上村キミコ。とっくに名前を覚えてしまっている。オフホワイトのジャケットに、ベージュのひざ丈のフレアスカート。
一度気を遣って声をかけてしまってから、出待ちはもちろん、プレゼントと手紙が一日おきに直接渡されたり、チームに郵送されたりしている。

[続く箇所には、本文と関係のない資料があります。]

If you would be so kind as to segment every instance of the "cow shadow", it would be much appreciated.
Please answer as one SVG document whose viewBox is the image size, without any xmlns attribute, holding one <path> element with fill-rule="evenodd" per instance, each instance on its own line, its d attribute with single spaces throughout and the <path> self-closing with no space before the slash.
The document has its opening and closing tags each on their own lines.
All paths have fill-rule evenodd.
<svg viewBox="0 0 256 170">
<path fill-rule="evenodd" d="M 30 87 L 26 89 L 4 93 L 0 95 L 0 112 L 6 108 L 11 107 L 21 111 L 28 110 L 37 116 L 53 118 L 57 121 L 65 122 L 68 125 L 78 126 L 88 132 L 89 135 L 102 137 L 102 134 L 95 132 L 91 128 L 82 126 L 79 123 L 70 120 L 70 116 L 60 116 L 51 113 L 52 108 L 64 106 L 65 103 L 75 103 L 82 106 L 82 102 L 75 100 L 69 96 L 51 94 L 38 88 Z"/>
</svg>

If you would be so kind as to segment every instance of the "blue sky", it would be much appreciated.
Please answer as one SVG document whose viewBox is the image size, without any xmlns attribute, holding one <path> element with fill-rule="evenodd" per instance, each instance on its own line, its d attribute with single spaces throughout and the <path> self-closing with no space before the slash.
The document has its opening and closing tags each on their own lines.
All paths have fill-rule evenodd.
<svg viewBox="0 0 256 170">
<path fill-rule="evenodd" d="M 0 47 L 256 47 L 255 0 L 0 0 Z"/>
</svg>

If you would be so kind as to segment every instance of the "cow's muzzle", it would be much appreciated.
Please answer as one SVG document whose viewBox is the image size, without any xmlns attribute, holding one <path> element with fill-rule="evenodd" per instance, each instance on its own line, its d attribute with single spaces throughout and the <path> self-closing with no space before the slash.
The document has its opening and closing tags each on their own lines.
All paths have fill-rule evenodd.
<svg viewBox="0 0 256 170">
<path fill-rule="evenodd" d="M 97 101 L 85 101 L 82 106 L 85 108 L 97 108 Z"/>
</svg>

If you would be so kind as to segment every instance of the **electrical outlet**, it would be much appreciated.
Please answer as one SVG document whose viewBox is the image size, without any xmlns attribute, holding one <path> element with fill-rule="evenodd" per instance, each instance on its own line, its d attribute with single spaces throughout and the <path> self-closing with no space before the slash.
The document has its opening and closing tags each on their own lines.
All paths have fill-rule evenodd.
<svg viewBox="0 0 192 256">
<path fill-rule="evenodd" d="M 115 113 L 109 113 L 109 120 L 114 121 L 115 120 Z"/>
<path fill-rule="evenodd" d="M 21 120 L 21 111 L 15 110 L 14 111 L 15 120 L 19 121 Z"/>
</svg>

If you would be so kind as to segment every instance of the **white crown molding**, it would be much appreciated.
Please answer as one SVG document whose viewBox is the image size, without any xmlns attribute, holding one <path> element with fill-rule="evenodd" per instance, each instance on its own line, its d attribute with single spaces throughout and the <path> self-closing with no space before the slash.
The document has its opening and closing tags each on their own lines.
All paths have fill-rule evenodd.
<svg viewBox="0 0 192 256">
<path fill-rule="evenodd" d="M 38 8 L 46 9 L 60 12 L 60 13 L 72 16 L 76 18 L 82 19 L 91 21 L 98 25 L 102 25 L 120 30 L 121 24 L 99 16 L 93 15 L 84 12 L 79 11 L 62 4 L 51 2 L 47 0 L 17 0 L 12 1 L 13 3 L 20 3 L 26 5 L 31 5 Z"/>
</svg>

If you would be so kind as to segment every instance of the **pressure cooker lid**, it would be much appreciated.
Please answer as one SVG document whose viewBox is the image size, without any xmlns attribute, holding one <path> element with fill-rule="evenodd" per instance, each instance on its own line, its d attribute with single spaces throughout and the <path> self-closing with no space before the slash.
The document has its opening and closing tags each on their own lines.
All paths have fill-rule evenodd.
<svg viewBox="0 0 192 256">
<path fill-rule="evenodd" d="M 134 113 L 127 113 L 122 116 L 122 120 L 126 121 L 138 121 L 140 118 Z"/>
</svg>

すでに警戒し始めていたが、まさか自宅まで知られていたとは…。

「どうして、ここにいるんですか?」

出来る限り感情を抑えながらも、低く冷たい声が出た。

「ご、ごめんなさい。お話があって…」

ショルダーバッグの紐を手にかけ、30センチは上にあるトオルの顔を見つめている。

「自宅に来られるのは困ります」

「すみません!でも、どうしても二人で話したくて」

この人と二人で、いったい何を話すことがあるのだろう。

「ごめんなさい、これから遠征で急いでるんです」

そう言って頭を軽く下げ、キミコの横を通りぬけたが、彼女の次の言葉で足を止めざるを得なかった。

「婚約者の方、四十四歳なんですってね」

「…なんで…、知って…るんですか」

怒りのようなものがこみ上げて、呻くような声になっていた。
しかし、キミコはそんなトオルの様子にはお構いなく続ける。

「私、納得がいきません。深瀬さん…、トオルさんが若い方、年相応の方を選ぶなら仕方がないとしても、わ、私より年上の方なんて」

「それとあなたと、何の関係があるのですか」

ゆっくり振り返り、今にも泣きそうなその女性と視線がぶつかった時だった。
女は体当たりするようかのように、大きなバッグを肩にかけたままのトオルに駆け寄り抱き着いた。

「私と…結婚してください」

「は?」

トオルは固まったまま、大きく目を見開いた。

「その方とは別れて、私と結婚して。夫とは離婚しますから」

言っている意味が全くわからない。もはや、狂人とみなす以外対処のしようがなかった。

「失礼します」

腰に回された細い腕をほどくと、踵を返し、走って駐車場に向かった。
車に乗り込み発進させ、バックミラーを見ることなく敷地を出ると、強くアクセルを踏んだ。